Her curt, brisk style had Mary Ellen’s head spinning and stomach turning the first several days.
The woman pulled another file from the stack.
“What in the world is a ‘spent hen’ and why is there a pending review waiting for my confirmation?”
“Spent hens are old egg-laying birds, past their productivity. Most commercial buyers like fast-food restaurants or processed-food companies won’t buy them. The hens spend most of their lives caged while laying eggs so their bones tend to be brittle and can splinter.”
“Doesn’t sound like much of a review. Brittle bones would definitely be a food-safety issue. If no one wants to buy them, why is there a review?”

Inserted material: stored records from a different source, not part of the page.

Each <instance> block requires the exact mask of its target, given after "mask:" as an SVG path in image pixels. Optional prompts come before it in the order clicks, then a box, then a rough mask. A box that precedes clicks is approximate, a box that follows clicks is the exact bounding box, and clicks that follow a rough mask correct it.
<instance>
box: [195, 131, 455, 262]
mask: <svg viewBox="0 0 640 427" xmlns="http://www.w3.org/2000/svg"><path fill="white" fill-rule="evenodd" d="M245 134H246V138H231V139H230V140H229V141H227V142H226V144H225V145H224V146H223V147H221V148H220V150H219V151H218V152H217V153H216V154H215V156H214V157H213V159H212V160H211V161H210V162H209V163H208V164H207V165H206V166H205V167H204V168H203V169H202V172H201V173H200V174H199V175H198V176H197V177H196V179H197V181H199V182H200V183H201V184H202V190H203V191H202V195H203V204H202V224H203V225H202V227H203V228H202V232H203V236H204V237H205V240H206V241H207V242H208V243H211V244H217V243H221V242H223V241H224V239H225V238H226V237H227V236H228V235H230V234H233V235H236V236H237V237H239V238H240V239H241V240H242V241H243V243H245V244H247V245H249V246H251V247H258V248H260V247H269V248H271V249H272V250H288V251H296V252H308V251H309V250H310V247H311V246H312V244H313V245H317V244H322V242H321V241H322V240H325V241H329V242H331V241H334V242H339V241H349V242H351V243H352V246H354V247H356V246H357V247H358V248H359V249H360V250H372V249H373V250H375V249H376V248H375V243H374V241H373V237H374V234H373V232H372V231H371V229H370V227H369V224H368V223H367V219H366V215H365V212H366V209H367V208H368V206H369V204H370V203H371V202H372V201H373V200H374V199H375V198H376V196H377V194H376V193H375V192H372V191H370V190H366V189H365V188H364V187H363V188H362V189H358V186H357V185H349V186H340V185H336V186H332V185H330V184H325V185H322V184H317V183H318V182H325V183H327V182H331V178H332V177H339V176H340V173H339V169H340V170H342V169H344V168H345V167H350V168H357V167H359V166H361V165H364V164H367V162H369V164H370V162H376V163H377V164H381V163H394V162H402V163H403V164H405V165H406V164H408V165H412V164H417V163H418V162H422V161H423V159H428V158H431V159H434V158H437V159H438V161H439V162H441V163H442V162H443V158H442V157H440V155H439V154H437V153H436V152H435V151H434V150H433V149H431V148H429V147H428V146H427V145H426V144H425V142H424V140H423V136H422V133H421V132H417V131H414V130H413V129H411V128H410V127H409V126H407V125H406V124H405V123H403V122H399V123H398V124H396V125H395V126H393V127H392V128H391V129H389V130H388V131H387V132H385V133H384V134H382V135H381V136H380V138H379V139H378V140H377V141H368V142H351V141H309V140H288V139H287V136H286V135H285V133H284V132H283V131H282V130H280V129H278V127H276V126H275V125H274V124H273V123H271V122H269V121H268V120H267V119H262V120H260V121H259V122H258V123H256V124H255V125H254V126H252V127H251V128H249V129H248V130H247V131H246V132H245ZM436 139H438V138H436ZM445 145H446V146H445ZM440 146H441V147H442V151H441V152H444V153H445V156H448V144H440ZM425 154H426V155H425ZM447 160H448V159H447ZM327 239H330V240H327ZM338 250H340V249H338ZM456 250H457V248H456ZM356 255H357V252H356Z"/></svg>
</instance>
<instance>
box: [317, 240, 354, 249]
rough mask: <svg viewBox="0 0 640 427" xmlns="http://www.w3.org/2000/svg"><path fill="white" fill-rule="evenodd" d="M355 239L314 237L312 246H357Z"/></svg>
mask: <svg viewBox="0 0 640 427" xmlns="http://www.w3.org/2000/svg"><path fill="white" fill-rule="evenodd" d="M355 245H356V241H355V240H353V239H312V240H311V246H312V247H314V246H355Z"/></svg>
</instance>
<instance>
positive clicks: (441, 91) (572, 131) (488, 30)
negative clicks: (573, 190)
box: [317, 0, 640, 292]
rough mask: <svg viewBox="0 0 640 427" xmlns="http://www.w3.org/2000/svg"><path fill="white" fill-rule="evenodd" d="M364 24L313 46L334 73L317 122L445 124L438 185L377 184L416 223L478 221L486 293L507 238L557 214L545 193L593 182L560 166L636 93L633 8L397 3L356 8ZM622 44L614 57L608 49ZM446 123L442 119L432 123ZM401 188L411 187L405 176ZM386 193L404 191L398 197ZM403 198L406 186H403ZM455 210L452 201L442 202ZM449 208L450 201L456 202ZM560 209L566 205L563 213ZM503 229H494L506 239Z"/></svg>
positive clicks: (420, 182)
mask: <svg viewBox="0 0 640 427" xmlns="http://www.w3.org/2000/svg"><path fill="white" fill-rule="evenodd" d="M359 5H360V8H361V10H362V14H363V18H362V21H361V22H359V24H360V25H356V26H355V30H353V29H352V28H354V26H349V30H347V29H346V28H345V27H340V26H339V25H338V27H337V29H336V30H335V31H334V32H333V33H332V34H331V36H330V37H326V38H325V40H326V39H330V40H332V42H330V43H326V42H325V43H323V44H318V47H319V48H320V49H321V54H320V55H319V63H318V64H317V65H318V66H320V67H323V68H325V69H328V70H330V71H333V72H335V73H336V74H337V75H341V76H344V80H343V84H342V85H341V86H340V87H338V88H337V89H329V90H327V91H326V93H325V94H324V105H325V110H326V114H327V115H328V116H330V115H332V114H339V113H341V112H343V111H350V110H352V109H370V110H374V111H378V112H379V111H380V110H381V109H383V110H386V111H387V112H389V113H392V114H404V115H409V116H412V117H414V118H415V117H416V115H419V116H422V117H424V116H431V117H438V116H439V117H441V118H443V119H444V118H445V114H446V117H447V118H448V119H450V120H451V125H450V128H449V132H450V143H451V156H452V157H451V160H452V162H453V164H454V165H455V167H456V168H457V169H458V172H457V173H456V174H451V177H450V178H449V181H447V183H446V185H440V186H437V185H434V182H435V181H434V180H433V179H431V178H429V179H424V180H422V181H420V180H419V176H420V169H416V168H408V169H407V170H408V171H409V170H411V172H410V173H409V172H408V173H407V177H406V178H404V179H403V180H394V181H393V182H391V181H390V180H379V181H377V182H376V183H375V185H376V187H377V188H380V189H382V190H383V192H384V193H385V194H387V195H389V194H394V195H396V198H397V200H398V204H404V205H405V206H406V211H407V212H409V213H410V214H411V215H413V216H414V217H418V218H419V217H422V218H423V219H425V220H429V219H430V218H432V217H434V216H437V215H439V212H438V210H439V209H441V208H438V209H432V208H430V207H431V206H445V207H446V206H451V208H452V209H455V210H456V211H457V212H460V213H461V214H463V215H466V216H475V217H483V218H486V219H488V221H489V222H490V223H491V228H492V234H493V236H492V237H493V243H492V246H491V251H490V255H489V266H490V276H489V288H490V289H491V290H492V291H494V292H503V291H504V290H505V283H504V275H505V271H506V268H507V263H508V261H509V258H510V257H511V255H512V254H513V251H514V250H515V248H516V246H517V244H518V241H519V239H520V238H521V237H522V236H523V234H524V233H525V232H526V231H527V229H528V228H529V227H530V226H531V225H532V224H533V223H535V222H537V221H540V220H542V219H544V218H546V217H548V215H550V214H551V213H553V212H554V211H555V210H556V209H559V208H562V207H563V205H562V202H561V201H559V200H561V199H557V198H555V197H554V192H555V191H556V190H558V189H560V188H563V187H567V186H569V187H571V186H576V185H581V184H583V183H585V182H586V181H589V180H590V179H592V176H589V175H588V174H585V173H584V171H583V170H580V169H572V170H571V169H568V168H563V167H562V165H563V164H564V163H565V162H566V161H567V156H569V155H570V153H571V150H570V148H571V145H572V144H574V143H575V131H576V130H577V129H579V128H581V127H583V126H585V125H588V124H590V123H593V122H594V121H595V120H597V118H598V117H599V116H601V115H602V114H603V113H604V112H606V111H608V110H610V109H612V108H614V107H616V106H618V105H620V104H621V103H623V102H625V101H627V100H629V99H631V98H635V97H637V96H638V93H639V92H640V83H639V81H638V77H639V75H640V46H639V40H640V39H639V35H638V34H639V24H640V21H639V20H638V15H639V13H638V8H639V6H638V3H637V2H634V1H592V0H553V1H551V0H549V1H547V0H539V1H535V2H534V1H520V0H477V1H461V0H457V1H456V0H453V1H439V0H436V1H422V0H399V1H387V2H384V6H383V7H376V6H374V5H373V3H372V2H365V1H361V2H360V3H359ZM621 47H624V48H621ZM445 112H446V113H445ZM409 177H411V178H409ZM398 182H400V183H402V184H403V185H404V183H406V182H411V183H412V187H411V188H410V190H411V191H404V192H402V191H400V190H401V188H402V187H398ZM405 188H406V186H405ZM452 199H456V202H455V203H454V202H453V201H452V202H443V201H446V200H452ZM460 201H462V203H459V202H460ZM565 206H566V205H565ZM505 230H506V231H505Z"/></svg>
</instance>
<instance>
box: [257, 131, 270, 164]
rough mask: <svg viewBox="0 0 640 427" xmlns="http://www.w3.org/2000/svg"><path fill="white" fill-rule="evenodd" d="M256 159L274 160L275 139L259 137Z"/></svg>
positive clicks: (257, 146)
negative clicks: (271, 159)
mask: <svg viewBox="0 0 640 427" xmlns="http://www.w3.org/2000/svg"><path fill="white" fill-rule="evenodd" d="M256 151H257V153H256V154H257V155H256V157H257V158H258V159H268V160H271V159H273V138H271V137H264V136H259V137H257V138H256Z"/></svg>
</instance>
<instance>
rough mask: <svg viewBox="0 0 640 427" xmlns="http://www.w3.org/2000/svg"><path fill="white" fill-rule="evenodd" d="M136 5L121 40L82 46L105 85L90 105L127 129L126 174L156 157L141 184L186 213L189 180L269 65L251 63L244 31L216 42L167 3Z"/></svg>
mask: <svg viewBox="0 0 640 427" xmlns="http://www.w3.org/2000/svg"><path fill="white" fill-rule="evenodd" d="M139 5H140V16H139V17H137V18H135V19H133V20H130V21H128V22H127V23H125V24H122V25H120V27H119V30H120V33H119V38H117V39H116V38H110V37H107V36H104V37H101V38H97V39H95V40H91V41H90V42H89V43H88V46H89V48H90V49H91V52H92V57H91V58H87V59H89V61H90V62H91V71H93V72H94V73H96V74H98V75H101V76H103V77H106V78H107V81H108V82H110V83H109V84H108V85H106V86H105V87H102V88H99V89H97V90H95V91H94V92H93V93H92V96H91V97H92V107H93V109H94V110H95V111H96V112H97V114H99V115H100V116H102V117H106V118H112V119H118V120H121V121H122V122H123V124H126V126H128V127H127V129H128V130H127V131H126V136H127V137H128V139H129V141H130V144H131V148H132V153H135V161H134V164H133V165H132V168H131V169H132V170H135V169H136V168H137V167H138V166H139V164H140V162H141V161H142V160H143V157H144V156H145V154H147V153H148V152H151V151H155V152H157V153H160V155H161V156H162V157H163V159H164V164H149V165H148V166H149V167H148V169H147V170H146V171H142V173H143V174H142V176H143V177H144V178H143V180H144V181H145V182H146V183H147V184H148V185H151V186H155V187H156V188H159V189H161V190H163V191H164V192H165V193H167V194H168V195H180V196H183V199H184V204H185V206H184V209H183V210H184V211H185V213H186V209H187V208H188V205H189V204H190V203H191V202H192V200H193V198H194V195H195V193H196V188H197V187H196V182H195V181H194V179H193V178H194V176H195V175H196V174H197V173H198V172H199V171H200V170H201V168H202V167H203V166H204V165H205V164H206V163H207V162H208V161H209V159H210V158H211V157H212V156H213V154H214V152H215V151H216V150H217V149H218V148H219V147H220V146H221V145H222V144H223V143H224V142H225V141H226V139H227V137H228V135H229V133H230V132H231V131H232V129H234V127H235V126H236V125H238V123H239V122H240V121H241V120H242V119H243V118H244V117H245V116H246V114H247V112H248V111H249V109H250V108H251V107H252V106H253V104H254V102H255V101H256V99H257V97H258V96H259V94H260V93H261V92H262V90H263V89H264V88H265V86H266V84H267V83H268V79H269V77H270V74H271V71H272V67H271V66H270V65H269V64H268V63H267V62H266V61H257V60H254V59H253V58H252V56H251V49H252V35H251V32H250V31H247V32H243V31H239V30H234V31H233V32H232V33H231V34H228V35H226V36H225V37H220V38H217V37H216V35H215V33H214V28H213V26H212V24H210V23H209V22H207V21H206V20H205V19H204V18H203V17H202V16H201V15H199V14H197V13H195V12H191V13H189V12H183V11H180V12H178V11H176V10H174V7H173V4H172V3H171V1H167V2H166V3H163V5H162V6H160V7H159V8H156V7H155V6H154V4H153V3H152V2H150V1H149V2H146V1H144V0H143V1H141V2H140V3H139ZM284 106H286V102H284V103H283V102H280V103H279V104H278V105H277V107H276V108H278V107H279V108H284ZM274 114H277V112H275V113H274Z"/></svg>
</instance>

“Well, actually for the last decade the USDA has bought them. Millions of pounds, in fact.”
“What on earth for?”
Mary Ellen fidgeted with the pages in her lap. There was nothing else in the folder except the document asking for confirmation from Baldwin to continue the review. Mary Ellen wanted to kick whoever had put this on her boss’s desk in the first place. She didn’t want to hear her boss’s sarcasm and judgment, even if she agreed.
“Wychulis, I have only the request. Please enlighten me. Why in the world did the USDA buy millions of pounds of brittle-boned chickens?”
“For the National School Lunch Program.”
EIGHTEEN
NEBRASKA
Maggie had slept. Hard enough that she needed to remember where she was. The scent of brewed coffee and freshly baked bread wafted up to the loft, but when she looked over the side rail she didn’t see Lucy in the kitchen.
The woman had loaned Maggie an oversized T-shirt to sleep in. It looked new and had blocks of brightly colored train cars with a logo that read RAILFEST 1999. She found her clothes, which had been soaked and stained with blood and debris, now freshly laundered and stacked neatly on an upholstered bench by the stairs. Even her shoes had been cleaned, the mud scraped off and the leather polished. She wondered if Lucy had slept at all.